What was the “fashion revolution” of the late Middle Ages?
Around 1330, due to the invention of the set-in sleeve and the use of multiple buttons, tight clothing for both men and women became available. It was this “fashion revolution” that forever distinguished men’s and women’s clothing.
Do the lavish ensembles we see in illuminated manuscripts—such as the gowns and hats in the illumination shown above—reflect what people actually wore?
Yes, but you have to be careful in interpreting each picture. Artists did depict actual clothing, but they also included fantastic and old-fashioned garments. You also have to keep in mind artistic license. People in real life were hardly as thin, with waistlines as narrow, as those seen in medieval art.
And manuscript illuminators used fashion not only to set a scene, but also to comment on the characters they depicted.
The most fashionable people in medieval art are often the bad guys. For women’s clothing, look to what the temptresses and prostitutes are wearing. For the men, look at the teenage boys and executioners. The tormentors of Christ are usually dressed to the nines.

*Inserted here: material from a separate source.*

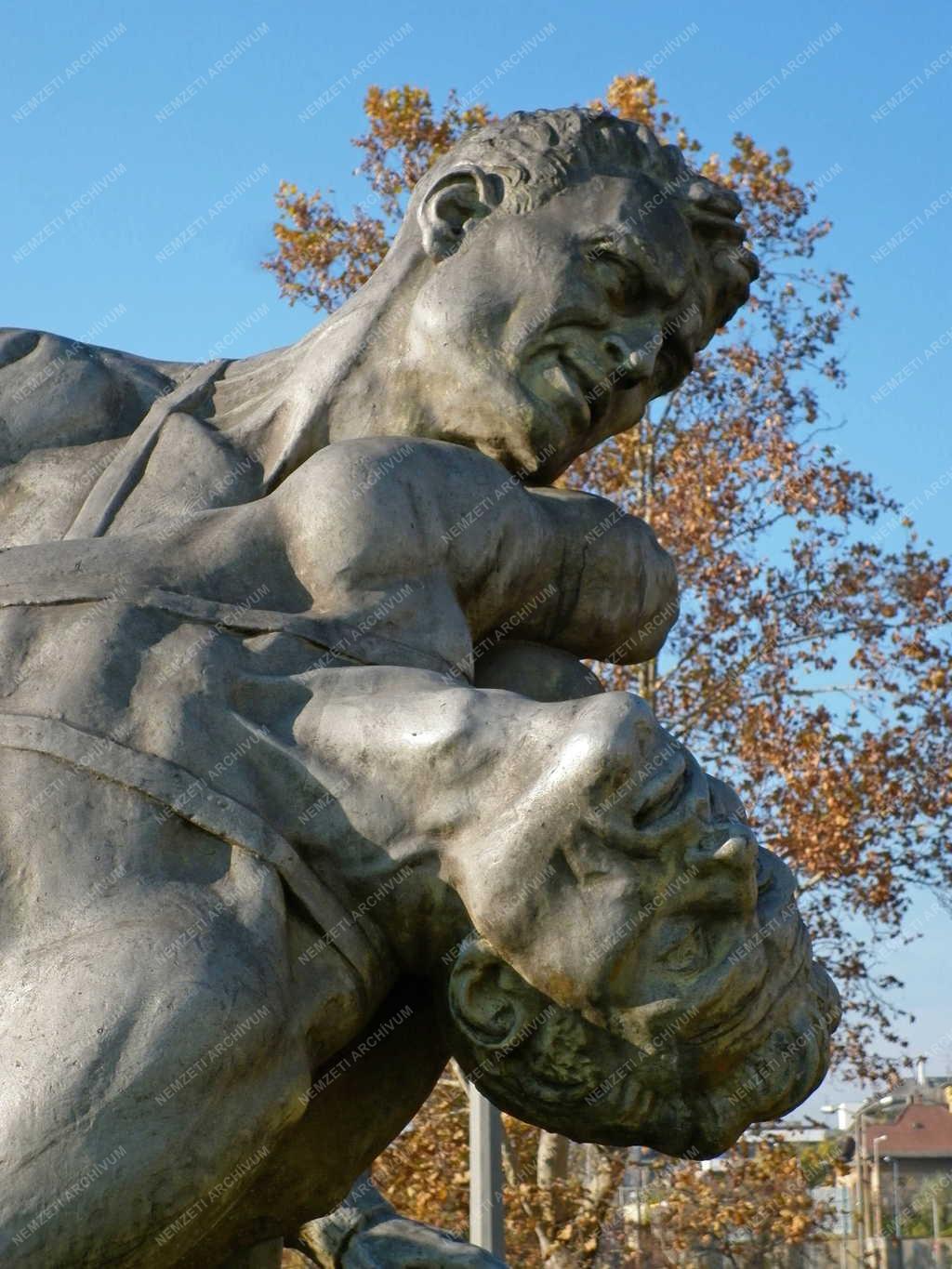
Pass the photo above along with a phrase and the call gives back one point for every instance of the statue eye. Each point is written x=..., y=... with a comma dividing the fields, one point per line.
x=687, y=949
x=619, y=277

Was medieval and Renaissance fashion influenced by events of the day, such as the Hundred Years’ War and the bubonic plague?
Yes—for example, there was a “fashion freeze” in France from about 1350 to 1390 due to the duress of the Hundred Years’ War and the strike of the Black Plague.
King John of France died in London as a prisoner of war. Military costume influenced clothing worn by civilians, who now wore their doublets padded—unnecessary, but it gave them what was then considered the manly hourglass silhouette.
The 1420s were also a tough time for France: the northern half of the country, including the capital, Paris, was occupied by the British. During this decade, too, fashion took a nosedive.
What are some of the most spectacular or fanciful outfits you’ve come across in the pages of illuminated manuscripts?
Surely there is no more elegant clothing than that depicted by the Limbourg brothers in the calendar miniatures of the duc de Berry’s famous Très Riches Heures. Those miniatures are justifiably world famous.
Your exhibition at the Morgan includes four ensembles inspired by manuscript illuminations created using period fabrics and techniques. What did you learn during the process of crafting these replicas?
What I learned from these recreations—the wonderful work of Corinne Roes of Atelier Mette Maelwael—was that no matter how beautiful these garments are in two dimensions, they are unbelievably impressive in three. And when you see one of these garments actually worn and move in space and time, it knocks your socks off.
Many people know medieval clothing from the movies—such as The Princess Bride or even Robin Hood: Men in Tights. How right, or wrong, does Hollywood get medieval dress?
In conjunction with my exhibition at the Morgan we recently screened Becket from 1964 with Richard Burton and Peter O’Toole. Pamela Brown plays a particularly slimy Queen Eleanor of Aquitaine. She wears headgear from the 15th century—300 years later than the time of the King Henry II—but they’re so deliciously over-the-top that they actually do make her appear particularly dumb-headed.
What might a late medieval gentlewoman think of today’s fashion trends—like platform shoes, miniskirts, and enormous handbags?
I see young men on the subway with pointy shoes that remind me of the pouleines of the 14th century, which sometimes forced their wearer to walk backwards. The miniskirt of the Middle Ages was a lot more shocking than today’s, as it was worn by men.
And I think a gentlewoman of the Middle Ages would be pleased to see the return of men’s tight pants—they would remind her of how revealing and flattering were the hose worn in her era.